Joyce D. McNickles, a professor at Emmanuel College, and Dr. Christopher Whitt, an associate professor of political science at Augustana College, are both claiming that the recent protests that sprung up after the deaths of Michael Brown and Eric Garner are continuing the work of Dr. King.
"We need to channel Martin [Luther King, Jr.], people, and not just 'I have a dream' Martin."
"We need to channel Martin [Luther King, Jr.], people, and not just 'I have a dream' Martin," McNickles told a packed auditorium at Emmanuel’s Mosaic Cultural Center on Monday. "We need to bring Martin back."
McNickles began having an imaginary conversation with Dr. King on stage, reading out instances where black men, women, and children faced prejudice in the modern era. In her “conversation” with Dr. King, McNickles claimed that blacks do not receive adequate medical attention, are often the first to be alluded to amputee procedures, and are disproportionately imprisoned on death row.
The professor claims that Dr.

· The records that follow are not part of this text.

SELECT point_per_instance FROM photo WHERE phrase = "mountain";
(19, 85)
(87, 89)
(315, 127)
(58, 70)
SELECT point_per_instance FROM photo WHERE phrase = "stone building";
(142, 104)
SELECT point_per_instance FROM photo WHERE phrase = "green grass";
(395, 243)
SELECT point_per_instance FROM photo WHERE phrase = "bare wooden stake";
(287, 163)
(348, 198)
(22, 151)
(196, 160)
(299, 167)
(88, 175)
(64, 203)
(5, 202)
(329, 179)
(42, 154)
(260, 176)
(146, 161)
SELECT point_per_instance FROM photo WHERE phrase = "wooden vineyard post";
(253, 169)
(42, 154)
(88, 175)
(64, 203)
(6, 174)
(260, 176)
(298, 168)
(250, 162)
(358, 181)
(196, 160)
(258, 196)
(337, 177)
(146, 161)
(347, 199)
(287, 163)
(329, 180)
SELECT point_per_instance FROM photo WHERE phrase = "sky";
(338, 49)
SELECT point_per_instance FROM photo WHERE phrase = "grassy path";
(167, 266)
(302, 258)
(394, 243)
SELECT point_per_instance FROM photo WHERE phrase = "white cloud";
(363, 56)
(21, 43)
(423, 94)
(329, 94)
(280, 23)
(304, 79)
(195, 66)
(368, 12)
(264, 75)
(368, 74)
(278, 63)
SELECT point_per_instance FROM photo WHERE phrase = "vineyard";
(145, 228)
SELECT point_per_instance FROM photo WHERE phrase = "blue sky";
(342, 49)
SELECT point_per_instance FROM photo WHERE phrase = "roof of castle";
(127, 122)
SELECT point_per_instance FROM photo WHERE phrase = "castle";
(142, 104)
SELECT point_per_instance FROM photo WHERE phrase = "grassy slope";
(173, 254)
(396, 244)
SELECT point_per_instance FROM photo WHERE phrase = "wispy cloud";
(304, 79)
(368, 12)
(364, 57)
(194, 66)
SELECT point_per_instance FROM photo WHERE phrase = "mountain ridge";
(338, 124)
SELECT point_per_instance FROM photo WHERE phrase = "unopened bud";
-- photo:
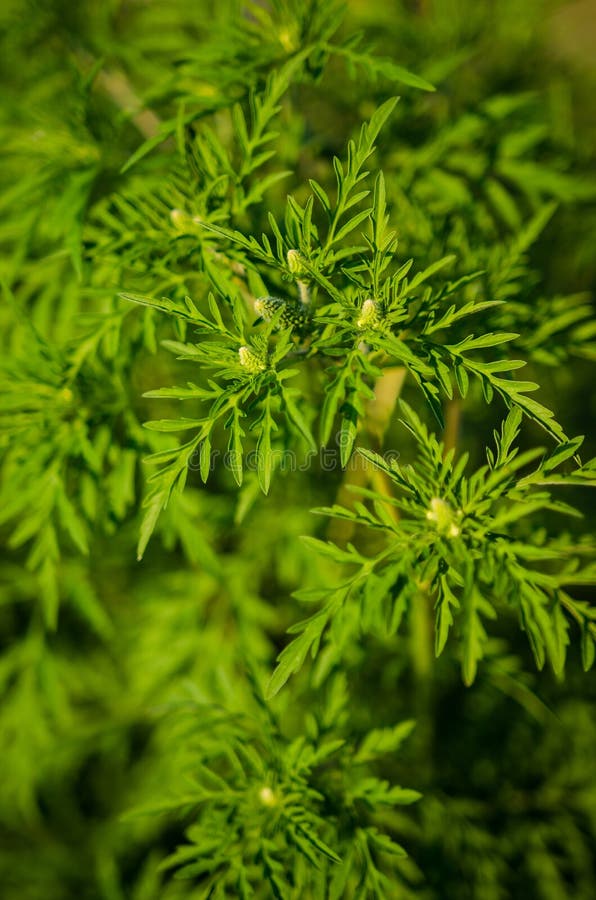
(370, 315)
(267, 796)
(292, 314)
(184, 222)
(444, 517)
(251, 361)
(295, 263)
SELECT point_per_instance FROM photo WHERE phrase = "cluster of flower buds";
(371, 315)
(296, 264)
(444, 518)
(185, 223)
(251, 361)
(292, 314)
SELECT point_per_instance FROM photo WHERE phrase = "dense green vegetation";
(296, 446)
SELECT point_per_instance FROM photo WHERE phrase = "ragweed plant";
(293, 376)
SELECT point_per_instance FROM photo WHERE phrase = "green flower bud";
(370, 315)
(292, 314)
(295, 263)
(444, 517)
(251, 361)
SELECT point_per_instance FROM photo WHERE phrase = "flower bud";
(444, 517)
(292, 314)
(251, 361)
(370, 315)
(295, 263)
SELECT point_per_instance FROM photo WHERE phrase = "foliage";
(232, 236)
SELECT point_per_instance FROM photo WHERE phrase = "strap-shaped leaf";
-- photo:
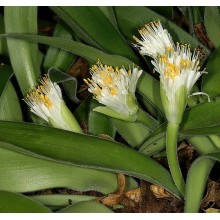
(24, 173)
(95, 28)
(131, 18)
(17, 203)
(85, 151)
(212, 22)
(56, 57)
(147, 86)
(23, 55)
(202, 119)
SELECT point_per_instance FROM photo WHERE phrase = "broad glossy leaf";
(95, 28)
(130, 19)
(193, 15)
(23, 55)
(147, 86)
(133, 133)
(202, 119)
(212, 24)
(3, 43)
(68, 82)
(57, 57)
(108, 11)
(87, 207)
(85, 151)
(82, 112)
(196, 180)
(210, 81)
(17, 203)
(99, 123)
(20, 172)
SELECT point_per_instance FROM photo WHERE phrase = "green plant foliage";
(95, 28)
(27, 71)
(43, 174)
(56, 57)
(130, 19)
(17, 203)
(99, 123)
(212, 22)
(73, 148)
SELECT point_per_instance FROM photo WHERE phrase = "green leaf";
(150, 92)
(21, 172)
(3, 43)
(130, 19)
(210, 81)
(23, 55)
(202, 119)
(57, 57)
(212, 22)
(95, 28)
(99, 123)
(108, 11)
(86, 207)
(17, 203)
(133, 133)
(196, 180)
(9, 104)
(73, 148)
(193, 15)
(68, 82)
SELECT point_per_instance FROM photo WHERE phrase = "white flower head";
(114, 87)
(155, 40)
(179, 70)
(46, 102)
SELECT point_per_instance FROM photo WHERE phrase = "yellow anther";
(113, 91)
(108, 80)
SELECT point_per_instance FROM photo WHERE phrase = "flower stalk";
(179, 70)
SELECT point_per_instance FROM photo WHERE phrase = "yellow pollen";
(113, 91)
(96, 91)
(185, 63)
(108, 80)
(171, 71)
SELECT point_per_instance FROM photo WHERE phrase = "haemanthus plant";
(150, 112)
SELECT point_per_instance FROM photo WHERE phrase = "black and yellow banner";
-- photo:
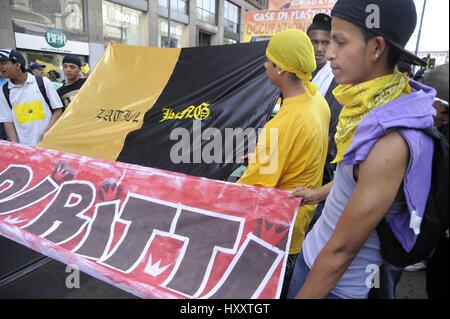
(137, 100)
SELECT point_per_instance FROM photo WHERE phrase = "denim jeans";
(299, 276)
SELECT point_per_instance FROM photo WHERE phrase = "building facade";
(46, 30)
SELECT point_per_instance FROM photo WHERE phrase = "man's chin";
(321, 62)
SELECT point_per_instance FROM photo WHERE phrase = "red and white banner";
(153, 233)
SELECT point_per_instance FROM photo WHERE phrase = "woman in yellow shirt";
(292, 149)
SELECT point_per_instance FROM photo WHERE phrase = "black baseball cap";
(321, 21)
(397, 21)
(13, 56)
(36, 66)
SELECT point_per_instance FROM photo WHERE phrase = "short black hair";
(293, 77)
(393, 53)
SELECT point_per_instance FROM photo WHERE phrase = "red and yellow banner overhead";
(153, 233)
(297, 14)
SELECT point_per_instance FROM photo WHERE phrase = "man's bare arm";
(380, 178)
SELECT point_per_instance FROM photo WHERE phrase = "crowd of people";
(376, 158)
(31, 103)
(351, 142)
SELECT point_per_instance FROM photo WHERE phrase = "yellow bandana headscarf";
(292, 51)
(358, 100)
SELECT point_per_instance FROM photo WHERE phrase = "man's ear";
(377, 48)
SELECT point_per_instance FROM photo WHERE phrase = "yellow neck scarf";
(358, 100)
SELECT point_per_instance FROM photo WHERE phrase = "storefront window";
(229, 41)
(36, 17)
(63, 15)
(123, 25)
(207, 11)
(178, 34)
(231, 16)
(179, 6)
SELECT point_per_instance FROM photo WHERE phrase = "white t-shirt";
(31, 114)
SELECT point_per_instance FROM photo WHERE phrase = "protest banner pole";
(420, 27)
(168, 24)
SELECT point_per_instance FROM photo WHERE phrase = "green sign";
(55, 38)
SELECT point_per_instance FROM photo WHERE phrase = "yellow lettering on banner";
(200, 113)
(29, 112)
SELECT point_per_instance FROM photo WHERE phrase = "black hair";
(293, 77)
(404, 67)
(393, 54)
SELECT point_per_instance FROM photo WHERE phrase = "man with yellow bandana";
(24, 110)
(292, 149)
(384, 157)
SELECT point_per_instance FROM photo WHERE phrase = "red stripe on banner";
(153, 233)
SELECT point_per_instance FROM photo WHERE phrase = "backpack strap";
(41, 85)
(6, 92)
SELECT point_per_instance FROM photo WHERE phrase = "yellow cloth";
(292, 51)
(29, 112)
(358, 100)
(85, 69)
(298, 160)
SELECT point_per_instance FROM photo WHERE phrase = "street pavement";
(49, 281)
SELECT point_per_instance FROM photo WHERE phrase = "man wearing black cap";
(29, 105)
(74, 82)
(37, 69)
(384, 157)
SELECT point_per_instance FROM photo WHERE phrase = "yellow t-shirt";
(296, 157)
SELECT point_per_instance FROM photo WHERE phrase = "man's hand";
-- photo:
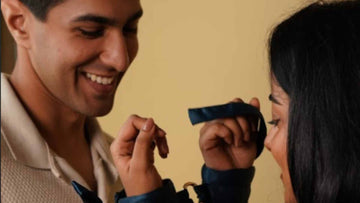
(230, 143)
(133, 154)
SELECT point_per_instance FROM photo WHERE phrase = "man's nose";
(115, 52)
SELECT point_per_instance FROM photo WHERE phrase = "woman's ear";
(15, 16)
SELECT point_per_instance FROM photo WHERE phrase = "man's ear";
(15, 16)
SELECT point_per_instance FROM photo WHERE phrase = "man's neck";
(58, 124)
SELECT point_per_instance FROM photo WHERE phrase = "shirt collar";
(20, 133)
(28, 146)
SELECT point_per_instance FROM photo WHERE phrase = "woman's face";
(276, 140)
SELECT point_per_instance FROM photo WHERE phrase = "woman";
(315, 137)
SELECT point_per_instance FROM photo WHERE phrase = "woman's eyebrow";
(273, 99)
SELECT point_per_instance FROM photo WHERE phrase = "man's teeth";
(99, 79)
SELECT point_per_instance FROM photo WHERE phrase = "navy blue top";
(218, 186)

King had a more “radical” message than is acknowledged in the I Have a Dream Speech, noting that King once labelled the U.S. government the "greatest purveyor of violence in the world."
"Joyce, that sounds like black lives don't matter,” the professor said, pretending to be Dr. King.
McNickles concluded her performance by voicing her support for protesters who recently blocked Interstate-93, claiming the inconvenience to commuters was necessary to evoke a response. The traffic jam that resulted from the protests left an 83-year-old car crash victim in route to the hospital stalled on the highway for twice as long.
"If some are inconvenienced by protests ... so be it ... I say, keep on marching," said McNickles.
Dr. Whitt also spoke, praising the protesters for disrupting status quo.
"We have to continue to remind people that black lives matter," said Dr. Whitt. "We want to have elected officials who are genuinely interested in the community.... Black people are simply not votes to be manipulated."
Dr. King’s niece, Dr. Alveda King, told Fox News in November that today’s movement is nothing like the original Civil Rights Movement, arguing that those in the movement were trained not to be violent or provoke riots.
"I believe rioting is actually an unnecessary evil," King told Fox News.
"During my lifetime and during the times that I marched or went to jail, or my father, A.D. King, or my uncle, Martin, we were asking people not to riot, but to use our words and use peaceful protest."